Jan. 6 and D.C.’s Political Death Inquests
By Holman W. Jenkins, Jr.
The Wall Street Journal
March 5, 2021
Federal Bureau of Investigation chief Christopher Wray sternly rejected
the demands of U.S. senators on Tuesday, indicating that his agency
doesn’t know or won’t tell how Capitol Police Officer Brian Sicknick
died a day after the Jan. 6 riot or even whether a homicide is
suspected. Mr. Sicknick is the one officer said to have been killed in
the melee, hit on the head with a fire extinguisher according to the New York Times in
a claim since retracted. The District of Columbia medical examiner’s
long-completed autopsy results remain hidden from the public but
presumably not from the FBI. What is going on here?

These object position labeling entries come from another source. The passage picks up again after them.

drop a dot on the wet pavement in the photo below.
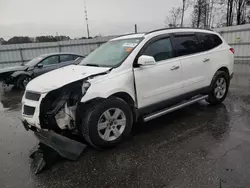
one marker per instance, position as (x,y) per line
(198,146)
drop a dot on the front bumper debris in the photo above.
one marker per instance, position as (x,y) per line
(52,146)
(65,147)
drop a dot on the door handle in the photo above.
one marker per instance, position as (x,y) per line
(206,60)
(175,67)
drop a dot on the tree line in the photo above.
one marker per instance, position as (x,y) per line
(25,39)
(210,13)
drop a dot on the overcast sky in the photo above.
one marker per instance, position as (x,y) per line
(106,17)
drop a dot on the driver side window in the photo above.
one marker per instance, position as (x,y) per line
(160,49)
(50,61)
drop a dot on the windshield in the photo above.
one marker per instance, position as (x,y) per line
(111,54)
(34,61)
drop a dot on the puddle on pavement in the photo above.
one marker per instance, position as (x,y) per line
(241,75)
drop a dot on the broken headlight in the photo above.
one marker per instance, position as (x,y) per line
(85,87)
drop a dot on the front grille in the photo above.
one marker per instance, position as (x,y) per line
(28,110)
(32,96)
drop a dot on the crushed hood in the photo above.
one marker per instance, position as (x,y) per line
(11,69)
(61,77)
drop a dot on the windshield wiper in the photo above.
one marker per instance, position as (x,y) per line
(93,65)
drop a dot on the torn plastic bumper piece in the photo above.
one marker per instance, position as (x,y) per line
(52,146)
(65,147)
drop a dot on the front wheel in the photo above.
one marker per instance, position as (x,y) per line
(219,88)
(107,123)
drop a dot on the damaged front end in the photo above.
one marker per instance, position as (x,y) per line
(58,108)
(57,134)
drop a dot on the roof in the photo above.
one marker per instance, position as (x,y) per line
(178,29)
(60,53)
(130,36)
(163,31)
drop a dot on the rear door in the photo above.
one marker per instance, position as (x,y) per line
(48,64)
(195,64)
(218,54)
(162,81)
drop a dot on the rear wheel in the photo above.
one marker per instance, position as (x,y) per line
(22,81)
(107,123)
(219,88)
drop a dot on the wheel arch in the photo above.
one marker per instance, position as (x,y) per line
(225,69)
(129,100)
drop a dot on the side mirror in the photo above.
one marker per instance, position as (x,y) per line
(39,65)
(145,60)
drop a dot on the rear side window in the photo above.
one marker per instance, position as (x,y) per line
(209,41)
(64,58)
(186,44)
(160,49)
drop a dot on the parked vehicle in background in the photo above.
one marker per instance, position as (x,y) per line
(19,76)
(130,78)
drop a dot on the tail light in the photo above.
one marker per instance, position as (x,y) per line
(232,50)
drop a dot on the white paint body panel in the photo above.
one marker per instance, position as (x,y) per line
(154,83)
(60,77)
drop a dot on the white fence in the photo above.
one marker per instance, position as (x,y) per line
(237,36)
(17,54)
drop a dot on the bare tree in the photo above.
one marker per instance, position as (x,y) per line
(185,6)
(174,18)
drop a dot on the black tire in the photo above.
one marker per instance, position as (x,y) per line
(20,83)
(212,98)
(89,122)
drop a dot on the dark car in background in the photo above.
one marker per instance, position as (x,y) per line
(20,76)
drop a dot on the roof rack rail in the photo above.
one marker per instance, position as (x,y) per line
(177,28)
(131,34)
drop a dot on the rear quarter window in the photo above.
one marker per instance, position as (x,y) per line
(186,44)
(208,41)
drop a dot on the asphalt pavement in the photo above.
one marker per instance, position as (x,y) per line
(198,146)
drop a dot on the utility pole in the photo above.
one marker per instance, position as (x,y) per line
(135,28)
(86,17)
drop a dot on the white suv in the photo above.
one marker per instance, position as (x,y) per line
(138,76)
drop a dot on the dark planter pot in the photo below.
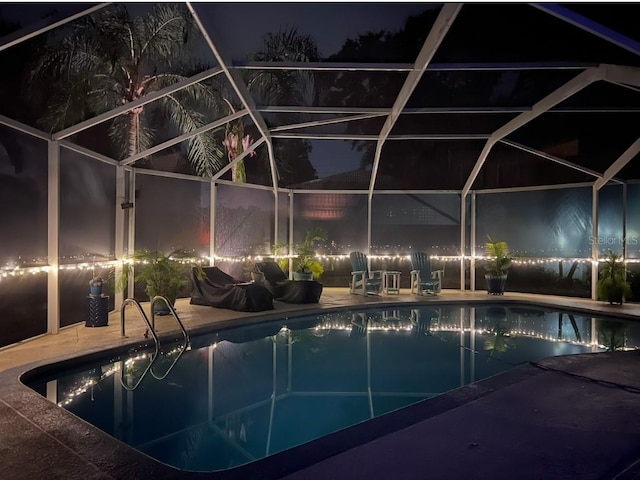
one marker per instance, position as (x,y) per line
(495,284)
(95,286)
(615,295)
(302,276)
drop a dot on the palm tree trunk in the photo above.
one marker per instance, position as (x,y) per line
(134,132)
(238,172)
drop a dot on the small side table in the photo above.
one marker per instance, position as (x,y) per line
(391,282)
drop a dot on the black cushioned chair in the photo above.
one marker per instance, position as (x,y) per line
(217,289)
(288,291)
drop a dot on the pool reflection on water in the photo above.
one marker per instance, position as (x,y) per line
(241,394)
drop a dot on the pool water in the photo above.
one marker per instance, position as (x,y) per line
(246,393)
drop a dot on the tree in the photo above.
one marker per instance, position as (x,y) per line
(111,58)
(287,87)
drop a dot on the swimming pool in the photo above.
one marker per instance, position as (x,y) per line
(241,394)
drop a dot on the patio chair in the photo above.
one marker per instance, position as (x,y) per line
(364,282)
(285,290)
(424,281)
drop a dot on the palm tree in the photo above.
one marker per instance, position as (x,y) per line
(111,58)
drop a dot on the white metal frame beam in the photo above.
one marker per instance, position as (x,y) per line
(565,91)
(53,237)
(250,149)
(21,127)
(620,74)
(243,93)
(329,121)
(183,137)
(341,136)
(89,153)
(440,27)
(618,165)
(146,99)
(590,26)
(557,160)
(407,67)
(434,110)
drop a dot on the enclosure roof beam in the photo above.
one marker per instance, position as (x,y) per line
(329,121)
(250,149)
(554,98)
(590,26)
(241,90)
(620,74)
(618,165)
(419,136)
(183,137)
(53,21)
(187,82)
(440,27)
(555,159)
(408,67)
(319,110)
(34,132)
(440,110)
(89,153)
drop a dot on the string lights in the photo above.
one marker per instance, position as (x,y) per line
(205,260)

The case is unrelated in every way to the death in Washington five years ago of Russian oligarch Mikhail Lesin except that it coincidentally intertwines the D.C. police, the D.C. medical examiner’s office, the FBI and Justice Department in a fatality investigation with national or international political implications.

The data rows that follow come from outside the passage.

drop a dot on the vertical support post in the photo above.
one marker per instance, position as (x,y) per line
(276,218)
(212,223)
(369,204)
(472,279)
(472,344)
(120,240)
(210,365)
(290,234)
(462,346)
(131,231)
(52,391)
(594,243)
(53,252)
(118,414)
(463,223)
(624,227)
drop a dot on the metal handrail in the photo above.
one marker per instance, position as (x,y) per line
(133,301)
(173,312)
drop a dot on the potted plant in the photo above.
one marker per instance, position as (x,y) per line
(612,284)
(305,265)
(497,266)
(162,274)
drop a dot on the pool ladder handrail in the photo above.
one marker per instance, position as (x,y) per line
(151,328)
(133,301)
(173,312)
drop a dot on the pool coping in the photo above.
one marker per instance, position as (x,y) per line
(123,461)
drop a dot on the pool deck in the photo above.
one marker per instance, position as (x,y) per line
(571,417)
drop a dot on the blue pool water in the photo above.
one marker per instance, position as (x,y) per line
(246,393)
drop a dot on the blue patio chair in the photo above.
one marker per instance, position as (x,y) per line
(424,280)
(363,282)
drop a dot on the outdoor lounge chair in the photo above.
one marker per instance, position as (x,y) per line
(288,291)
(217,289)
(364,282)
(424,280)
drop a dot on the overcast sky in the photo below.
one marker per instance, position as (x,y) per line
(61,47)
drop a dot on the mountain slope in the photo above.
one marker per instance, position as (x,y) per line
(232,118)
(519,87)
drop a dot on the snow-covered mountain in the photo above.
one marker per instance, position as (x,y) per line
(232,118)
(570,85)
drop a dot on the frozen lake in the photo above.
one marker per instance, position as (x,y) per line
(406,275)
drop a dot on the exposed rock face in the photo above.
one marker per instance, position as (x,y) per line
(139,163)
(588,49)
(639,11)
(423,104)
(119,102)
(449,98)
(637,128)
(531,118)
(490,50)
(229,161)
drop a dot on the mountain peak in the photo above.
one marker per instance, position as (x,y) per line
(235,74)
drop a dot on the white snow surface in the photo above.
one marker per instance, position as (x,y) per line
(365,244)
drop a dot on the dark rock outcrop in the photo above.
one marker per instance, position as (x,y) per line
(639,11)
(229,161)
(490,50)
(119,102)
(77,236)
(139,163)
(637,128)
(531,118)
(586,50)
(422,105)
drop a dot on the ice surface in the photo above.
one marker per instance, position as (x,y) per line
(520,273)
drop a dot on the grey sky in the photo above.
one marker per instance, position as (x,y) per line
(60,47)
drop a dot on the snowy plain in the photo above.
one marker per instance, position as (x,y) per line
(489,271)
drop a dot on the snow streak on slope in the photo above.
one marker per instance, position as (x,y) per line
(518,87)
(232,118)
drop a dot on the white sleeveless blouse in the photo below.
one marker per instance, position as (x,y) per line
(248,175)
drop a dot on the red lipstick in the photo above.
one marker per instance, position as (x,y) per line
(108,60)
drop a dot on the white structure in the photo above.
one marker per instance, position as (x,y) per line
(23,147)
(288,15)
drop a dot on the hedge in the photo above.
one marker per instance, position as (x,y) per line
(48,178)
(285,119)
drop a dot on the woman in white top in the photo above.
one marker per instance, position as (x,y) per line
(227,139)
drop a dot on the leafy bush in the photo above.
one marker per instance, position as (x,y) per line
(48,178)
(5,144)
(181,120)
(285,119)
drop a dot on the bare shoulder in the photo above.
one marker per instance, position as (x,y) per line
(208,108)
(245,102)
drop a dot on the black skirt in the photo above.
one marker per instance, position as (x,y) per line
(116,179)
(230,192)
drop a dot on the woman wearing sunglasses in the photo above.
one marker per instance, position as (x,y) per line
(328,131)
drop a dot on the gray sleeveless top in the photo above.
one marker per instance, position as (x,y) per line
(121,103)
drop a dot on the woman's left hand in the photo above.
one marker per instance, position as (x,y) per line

Both deaths are of legitimate public interest, Mr. Sicknick’s for the very reason that the fire-extinguisher claim was advanced by elected officials in the Donald Trump impeachment trial and universally cited in the media as symbolic of the Jan. 6 rampage. Every natural human interest bent toward Mr. Wray’s comments on Tuesday being the newsiest part of his testimony and yet his remarks went widely unreported. The spin you get with the news is one thing, a whiff of news being ignored is something else.
The Russian Lesin was an aide to Vladimir Putin and then his wealthy media catspaw, founder of the Russia Today propaganda apparatus that was subsequently employed to meddle in U.S. elections. Lesin and the regime later had a falling out. Unclear is why he turned up in D.C. in November 2015 from his luxurious exile in Los Angeles. He was expected at a gala but stories in Newsweek, BuzzFeed and other outlets suggested he had an appointment to confer with U.S. authorities about money laundering or Kremlin propaganda efforts.

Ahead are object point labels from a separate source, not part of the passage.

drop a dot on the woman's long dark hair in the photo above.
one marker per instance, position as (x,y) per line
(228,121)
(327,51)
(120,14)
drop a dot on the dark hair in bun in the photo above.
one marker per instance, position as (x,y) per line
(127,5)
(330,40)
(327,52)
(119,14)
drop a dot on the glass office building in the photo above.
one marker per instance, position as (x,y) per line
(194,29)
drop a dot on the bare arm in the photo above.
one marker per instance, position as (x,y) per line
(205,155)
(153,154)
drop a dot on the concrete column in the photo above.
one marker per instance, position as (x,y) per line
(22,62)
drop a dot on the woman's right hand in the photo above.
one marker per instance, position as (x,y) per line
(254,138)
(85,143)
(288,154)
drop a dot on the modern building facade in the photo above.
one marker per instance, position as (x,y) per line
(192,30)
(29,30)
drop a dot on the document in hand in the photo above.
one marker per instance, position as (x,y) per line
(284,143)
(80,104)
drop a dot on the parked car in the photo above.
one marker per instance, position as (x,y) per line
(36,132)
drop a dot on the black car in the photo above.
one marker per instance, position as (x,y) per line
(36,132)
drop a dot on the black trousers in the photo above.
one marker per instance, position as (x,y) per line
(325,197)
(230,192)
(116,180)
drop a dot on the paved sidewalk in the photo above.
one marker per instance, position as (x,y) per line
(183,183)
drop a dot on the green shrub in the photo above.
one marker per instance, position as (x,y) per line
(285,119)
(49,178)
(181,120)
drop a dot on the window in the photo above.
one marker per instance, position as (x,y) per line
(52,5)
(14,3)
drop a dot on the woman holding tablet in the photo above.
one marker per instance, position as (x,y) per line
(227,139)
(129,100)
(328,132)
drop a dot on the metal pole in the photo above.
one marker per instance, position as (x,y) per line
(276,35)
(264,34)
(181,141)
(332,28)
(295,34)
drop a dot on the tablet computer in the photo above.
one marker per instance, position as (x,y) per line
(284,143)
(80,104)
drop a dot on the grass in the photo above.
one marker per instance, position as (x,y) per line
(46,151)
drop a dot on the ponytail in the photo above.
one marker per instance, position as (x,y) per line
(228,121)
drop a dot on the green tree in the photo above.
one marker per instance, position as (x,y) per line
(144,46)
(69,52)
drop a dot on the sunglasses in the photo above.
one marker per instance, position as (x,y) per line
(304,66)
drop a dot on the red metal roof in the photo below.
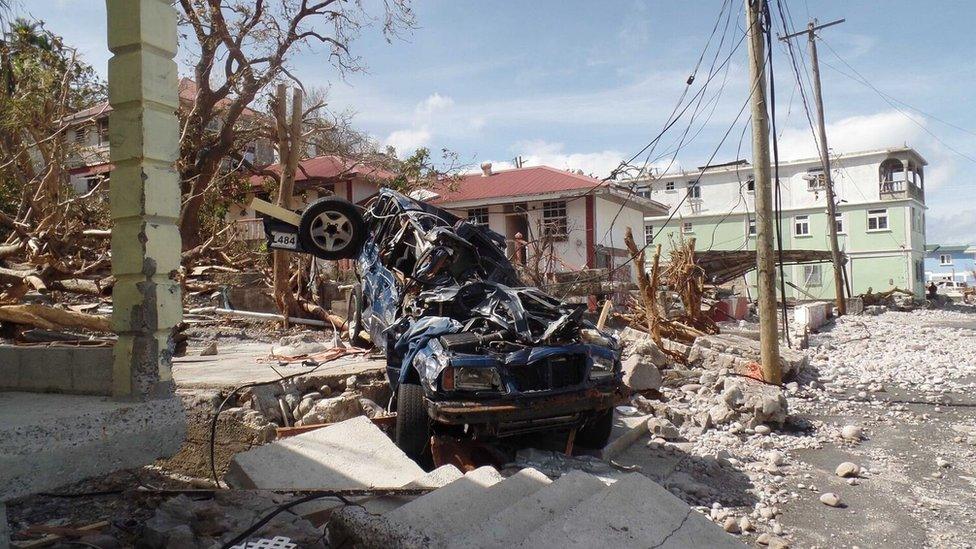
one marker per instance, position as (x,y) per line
(329,167)
(535,180)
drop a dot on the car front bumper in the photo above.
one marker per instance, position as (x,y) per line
(527,413)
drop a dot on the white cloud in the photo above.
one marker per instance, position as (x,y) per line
(407,141)
(420,132)
(958,228)
(542,153)
(434,102)
(856,133)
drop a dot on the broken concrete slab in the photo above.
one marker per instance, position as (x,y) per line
(626,430)
(521,518)
(633,512)
(76,370)
(347,455)
(49,440)
(441,507)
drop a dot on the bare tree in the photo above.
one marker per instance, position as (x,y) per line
(244,46)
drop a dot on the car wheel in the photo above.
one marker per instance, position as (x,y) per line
(332,228)
(595,433)
(354,312)
(413,424)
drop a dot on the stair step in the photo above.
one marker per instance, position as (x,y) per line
(633,512)
(496,498)
(438,478)
(444,505)
(513,523)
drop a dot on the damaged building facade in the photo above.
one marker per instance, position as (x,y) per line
(880,217)
(585,219)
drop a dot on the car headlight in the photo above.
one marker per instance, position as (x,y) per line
(602,368)
(471,379)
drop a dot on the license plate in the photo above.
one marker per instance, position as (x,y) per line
(288,241)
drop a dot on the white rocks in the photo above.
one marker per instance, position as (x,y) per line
(830,499)
(745,524)
(332,410)
(731,525)
(660,427)
(851,432)
(640,374)
(847,469)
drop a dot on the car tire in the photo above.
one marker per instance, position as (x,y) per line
(332,228)
(413,424)
(595,433)
(354,314)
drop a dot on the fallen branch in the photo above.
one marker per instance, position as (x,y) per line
(50,318)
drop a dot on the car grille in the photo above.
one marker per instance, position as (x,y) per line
(553,373)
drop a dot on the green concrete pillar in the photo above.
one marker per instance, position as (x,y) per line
(145,194)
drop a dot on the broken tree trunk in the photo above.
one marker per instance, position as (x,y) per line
(50,318)
(289,145)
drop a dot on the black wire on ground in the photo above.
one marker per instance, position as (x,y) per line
(232,394)
(278,510)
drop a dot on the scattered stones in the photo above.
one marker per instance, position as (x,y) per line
(745,524)
(830,499)
(851,432)
(847,469)
(663,428)
(641,374)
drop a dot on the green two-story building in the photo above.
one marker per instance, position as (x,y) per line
(880,198)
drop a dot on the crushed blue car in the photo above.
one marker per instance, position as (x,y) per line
(470,351)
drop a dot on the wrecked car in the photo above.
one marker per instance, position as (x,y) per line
(469,350)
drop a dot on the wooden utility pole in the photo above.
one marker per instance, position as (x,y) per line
(765,222)
(825,160)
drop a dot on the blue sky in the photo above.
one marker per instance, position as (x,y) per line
(582,84)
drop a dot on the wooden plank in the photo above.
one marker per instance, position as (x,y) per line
(65,532)
(276,212)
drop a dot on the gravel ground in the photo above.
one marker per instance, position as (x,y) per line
(904,386)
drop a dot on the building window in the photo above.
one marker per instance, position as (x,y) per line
(103,131)
(877,220)
(816,180)
(812,275)
(478,216)
(554,219)
(801,225)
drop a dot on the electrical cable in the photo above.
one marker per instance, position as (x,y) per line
(213,422)
(768,19)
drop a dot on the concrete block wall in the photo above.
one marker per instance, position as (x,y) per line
(56,369)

Eventually a timeline was pried out of officials thanks to the enterprising efforts, ironically, of the U.S. government’s own Radio Free Europe. The investigative findings pointed to a man seemingly engaged in a concerted effort at self-inflicted alcohol poisoning over several days, unrelated to any attempt at having a good time. Lesin had rooms in two separate hotels. He had one visitor and avoided another but their identities were redacted in official reports.
After a two-year legal fight, RFE obtained a copy of the 149-page D.C. medical examiner’s report. It described a pattern of injuries more consistent with assault and “hanging or manual strangulation” than with the final D.C. police and Justice Department determination that Lesin fell down repeatedly while alone in his hotel room.
If a suspicious Putin-connected death occurs in your nation’s capital, it behooves the host government to do something about it even if it might prefer not to. Just weeks after the Lesin death an official report described the British government’s own reluctance to get to the bottom of a Russia-related murder. This column has often referred to the U.S. government’s history of keeping Mr. Putin’s secrets for him.
It’s one thing to bury the facts but another not even to want to find them. An ominous development would be if any politically sensitive death investigation in the nation’s capital now is liable to be manipulated for political reasons, including Sicknick’s. Supposedly, the District of Columbia is a separate entity, not an adjunct of the White House when occupied by a Joe Biden or Barack Obama.
In the Lesin matter, anonymous law-enforcement officials were quoted in the press saying the case was suspicious but, hey, if the responsible authorities don’t want to follow up, end of story. If more such truths are falling through the cracks nowadays, a key enabler is the decline in the number of reporters sitting around looking for something to do. We used to refer eye-rollingly to all the folks at the Boston Globe who were perfectly comfortable, and so were their editors, to see their bylines in the paper once a year. The unbelievably flush news organizations of yesteryear were good for something and that something was not letting interesting questions go unanswered.
If a Mikhail Lesin had turned up suspiciously dead in a Washington hotel room in the lusciously funded 1980s, the Washington Post would have put a team on it. If no answers were forthcoming after six months, the team would be told to take another six months. And it’s hard to believe that at least eight news organizations wouldn’t have been turning over every rock to find out what’s contained in a secret Justice Department appendix to its public report on James Comey’s weird doings in the 2016 presidential race. This latter story is perhaps the ultimate eye-popping case of news not merely slipping through the cracks but perhaps being actively suppressed by today’s lost-soul newsrooms.
Which brings up a disturbing likelihood: The FBI’s Mr. Wray and other servants of the state nowadays realize they have to stonewall only for a day or two. The press will move on because it no longer can afford the time and effort to chase down important truths.